No dia primeiro de dezembro a Folha de São Paulo publicou o texto opinativo da mestra em filosofia política e ativista do feminismo negro, Djamila Ribeiro, sob o título "Nós, mulheres, não somos apenas 'pessoas que menstruam'", sob a rubrica "machismo". (Você pode ler o texto aqui, ou aqui)
Os ativistas trans, claro, reagiram, respondendo ao equívoco da pensadora. (Vejam, por exemplo, as postagens, no Instagram, da Abeth, do Fonatrans, do Ibrat, do Famílias pela Diversidade etc.)

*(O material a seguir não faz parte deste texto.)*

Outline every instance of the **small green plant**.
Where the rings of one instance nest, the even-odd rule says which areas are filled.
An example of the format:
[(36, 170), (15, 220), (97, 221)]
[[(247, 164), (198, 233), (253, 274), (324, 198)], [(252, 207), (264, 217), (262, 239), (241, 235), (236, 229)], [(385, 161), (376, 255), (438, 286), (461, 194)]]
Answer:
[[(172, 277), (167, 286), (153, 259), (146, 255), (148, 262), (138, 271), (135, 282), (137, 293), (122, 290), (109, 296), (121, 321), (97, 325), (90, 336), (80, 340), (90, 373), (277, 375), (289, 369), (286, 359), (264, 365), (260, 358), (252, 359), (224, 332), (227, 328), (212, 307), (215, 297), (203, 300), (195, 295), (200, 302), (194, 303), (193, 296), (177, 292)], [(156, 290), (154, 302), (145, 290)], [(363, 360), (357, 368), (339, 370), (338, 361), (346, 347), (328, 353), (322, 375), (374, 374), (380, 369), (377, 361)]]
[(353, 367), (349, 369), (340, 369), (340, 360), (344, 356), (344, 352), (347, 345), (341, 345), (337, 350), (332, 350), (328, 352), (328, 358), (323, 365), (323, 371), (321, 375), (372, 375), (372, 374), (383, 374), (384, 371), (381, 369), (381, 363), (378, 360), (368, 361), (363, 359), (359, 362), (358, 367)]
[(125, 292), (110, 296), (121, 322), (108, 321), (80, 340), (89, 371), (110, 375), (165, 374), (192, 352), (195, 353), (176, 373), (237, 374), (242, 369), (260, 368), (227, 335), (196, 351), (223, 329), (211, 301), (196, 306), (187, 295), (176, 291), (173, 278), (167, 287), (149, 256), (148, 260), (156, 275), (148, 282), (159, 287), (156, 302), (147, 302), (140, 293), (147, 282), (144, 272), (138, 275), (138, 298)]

Em seu arrazoado Djamila, em minha percepção, se esquece de atentar para o contexto de produção e uso da expressão em causa ("pessoas que menstruam"). A expressão se cinge ao campo das políticas de saúde, onde homens trans, portadores de corpos com úteros, são invisibilizados - a medicina (e a medicina pública, via SUS) não contempla as especificidades das pessoas trans, sejam homens ou mulheres.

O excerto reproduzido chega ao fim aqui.